Porang Porong

Porang Porong

Lama-lama PT Ambico mampu membuat glukomanan. Ishii terus belajar teknologinya. Tidak mudah. Terutama teknologi pemurnian tepungnya.

Kalau awalnya hanya bisa ekspor keripik akhirnya PT Ambico bisa ekspor dalam bentuk tepung.

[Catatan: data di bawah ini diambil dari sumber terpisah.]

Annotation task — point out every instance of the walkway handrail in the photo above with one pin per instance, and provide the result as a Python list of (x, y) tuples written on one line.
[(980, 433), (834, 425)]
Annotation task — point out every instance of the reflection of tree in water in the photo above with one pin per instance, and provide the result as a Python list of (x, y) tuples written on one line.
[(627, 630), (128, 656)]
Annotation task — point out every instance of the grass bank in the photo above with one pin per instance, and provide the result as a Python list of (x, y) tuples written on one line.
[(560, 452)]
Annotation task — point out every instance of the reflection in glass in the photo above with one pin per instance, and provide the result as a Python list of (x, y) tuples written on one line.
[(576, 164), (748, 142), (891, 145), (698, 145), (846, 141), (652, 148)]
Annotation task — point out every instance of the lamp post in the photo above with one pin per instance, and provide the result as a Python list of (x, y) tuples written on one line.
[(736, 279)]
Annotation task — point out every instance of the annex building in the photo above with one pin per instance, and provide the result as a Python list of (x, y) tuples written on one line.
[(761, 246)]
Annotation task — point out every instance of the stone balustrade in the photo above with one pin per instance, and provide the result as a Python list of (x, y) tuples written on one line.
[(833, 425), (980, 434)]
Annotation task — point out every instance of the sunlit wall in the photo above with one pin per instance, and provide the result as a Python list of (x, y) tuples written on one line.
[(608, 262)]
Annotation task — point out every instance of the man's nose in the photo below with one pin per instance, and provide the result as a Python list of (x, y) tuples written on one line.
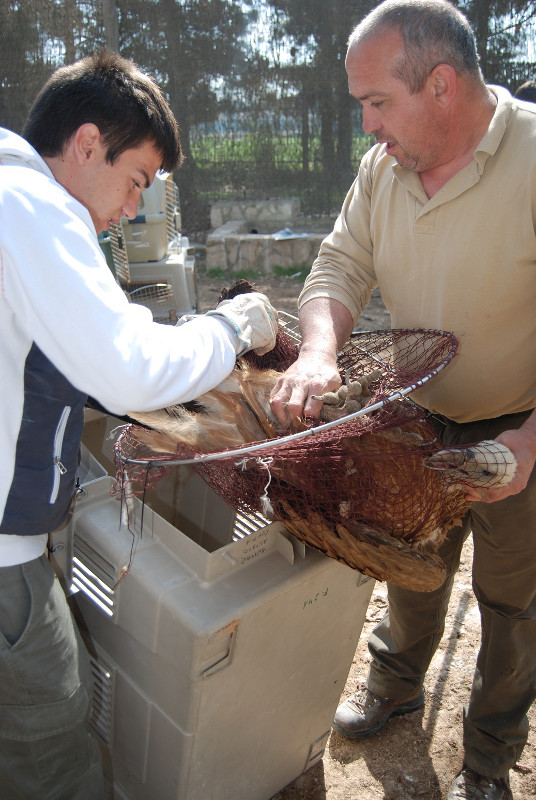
[(371, 123), (130, 209)]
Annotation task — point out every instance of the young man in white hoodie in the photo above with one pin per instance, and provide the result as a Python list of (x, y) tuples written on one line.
[(96, 136)]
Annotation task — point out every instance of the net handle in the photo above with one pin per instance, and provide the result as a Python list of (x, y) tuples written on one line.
[(253, 448)]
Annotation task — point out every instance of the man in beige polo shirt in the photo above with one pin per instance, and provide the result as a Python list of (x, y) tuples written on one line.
[(442, 218)]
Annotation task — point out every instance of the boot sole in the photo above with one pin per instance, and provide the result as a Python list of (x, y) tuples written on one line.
[(398, 711)]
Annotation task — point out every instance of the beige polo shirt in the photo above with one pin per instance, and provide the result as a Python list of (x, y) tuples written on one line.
[(463, 261)]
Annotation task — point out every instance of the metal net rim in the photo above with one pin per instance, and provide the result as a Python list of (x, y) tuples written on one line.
[(276, 442)]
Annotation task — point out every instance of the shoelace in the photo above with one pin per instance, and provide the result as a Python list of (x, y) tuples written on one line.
[(474, 788)]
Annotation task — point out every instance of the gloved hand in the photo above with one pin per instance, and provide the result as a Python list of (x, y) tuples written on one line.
[(252, 319)]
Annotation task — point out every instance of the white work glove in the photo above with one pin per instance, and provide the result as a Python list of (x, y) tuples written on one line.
[(252, 319)]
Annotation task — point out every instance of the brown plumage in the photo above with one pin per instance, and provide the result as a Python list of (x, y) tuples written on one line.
[(362, 493)]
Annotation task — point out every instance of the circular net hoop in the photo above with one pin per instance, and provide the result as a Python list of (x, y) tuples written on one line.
[(365, 467)]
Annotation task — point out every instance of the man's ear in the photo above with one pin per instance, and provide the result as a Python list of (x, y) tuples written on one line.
[(85, 141), (443, 82)]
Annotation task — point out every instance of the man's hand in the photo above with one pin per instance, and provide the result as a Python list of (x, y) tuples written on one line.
[(522, 447), (311, 375), (252, 319)]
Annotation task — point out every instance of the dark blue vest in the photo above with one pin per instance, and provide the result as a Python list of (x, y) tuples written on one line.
[(48, 447)]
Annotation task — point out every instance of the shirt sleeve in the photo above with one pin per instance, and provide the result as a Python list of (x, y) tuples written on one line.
[(57, 285)]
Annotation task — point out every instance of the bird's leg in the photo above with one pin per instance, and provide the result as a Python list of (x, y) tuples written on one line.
[(486, 464)]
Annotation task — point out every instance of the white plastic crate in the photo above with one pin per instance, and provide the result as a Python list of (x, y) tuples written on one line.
[(218, 666), (157, 222), (175, 269)]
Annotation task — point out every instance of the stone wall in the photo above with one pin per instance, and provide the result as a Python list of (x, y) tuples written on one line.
[(231, 248), (255, 211)]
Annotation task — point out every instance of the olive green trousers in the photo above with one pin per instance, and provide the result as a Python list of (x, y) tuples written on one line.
[(495, 726), (46, 750)]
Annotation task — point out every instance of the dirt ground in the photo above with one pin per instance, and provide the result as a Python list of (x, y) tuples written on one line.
[(415, 756)]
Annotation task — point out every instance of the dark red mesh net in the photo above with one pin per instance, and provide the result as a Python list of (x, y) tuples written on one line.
[(337, 484)]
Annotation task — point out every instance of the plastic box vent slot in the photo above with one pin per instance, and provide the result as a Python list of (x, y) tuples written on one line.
[(101, 713), (95, 589), (245, 524)]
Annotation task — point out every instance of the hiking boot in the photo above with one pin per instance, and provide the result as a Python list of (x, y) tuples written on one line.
[(365, 713), (469, 785)]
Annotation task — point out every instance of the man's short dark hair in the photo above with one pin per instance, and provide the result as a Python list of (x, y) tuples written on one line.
[(111, 92)]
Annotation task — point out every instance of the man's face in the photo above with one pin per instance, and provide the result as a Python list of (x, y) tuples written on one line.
[(110, 191), (408, 124)]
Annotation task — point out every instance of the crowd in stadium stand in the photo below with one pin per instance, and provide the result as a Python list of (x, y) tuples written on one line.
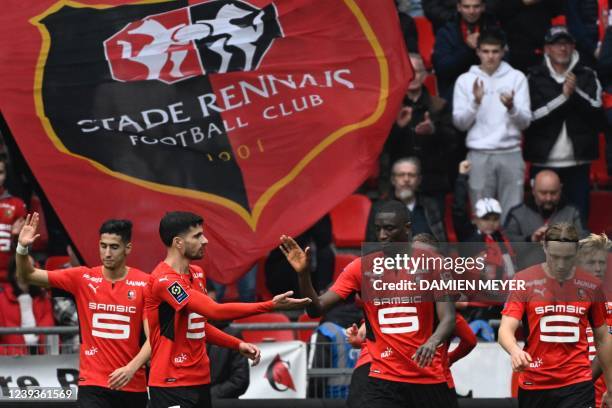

Tapi ekspornya itu tidak selalu mulus. Terutama ketika Jepang harus melindungi petani porang mereka sendiri. Jepang pun menaikkan tarif impor porang. Ishii terpukul. Ia tidak bisa lagi ekspor tepung porang. Ishii tidak menyerah. Ia lihat masih ada peluang kecil: ekspor barang jadi. Maka Ishii membuat pabrik shirataki: tepung glukomanan itu ia jadikan beras dan mie shirataki. Berhasil. Ia pun kembali ekspor porang ke Jepang –dalam bentuk barang siap masak.

Ia merintis juga ekspor ke Tiongkok. Lalu ke Italia. Khusus yang ke Italia itu, Ishii tidak mau menyebutnya mie. Mie tidak laku di negeri pasta itu. Maka di bungkus shirataki itu ditulis: shirataki pasta. Begitu ditulis pasta orang mau membelinya –padahal bentuknya mie juga.

Penguasaan teknologi bikin glukomanan itu dipakai juga untuk mengembangkan tepung karagenan. Yang bahan bakunya rumput laut. Ishii pun membangun pabrik rumput laut di sebelah pabrik porang di Porong, dekat Sidoarjo itu.

Di situ PT Ambico menjadi tonggak sejarah porang Indonesia. Masaharu Ishii sendiri, pendiri pabrik porang itu, tidak sempat tahu terjadinya booming porang lima tahun terakhir.

Tapi nama Ishii akan abadi di dunia porang Indonesia. "Tahun ini porang Indonesia mungkin sudah terbesar di dunia. Sudah mengalahkan Myanmar. Apalagi keadaan Myanmar lagi sulit," ujar Johan.

Setelah itu, porang harus memasuki masa konsolidasi. Yakni menjaga mutu. Menurut Johan, chips porang Indonesia sudah ditolak di luar negeri. Itu gara-gara ulah satu dua orang yang curang. Yakni ekspor chip kering yang tidak benar-benar kering. Sampai keluar belatungnya. (*)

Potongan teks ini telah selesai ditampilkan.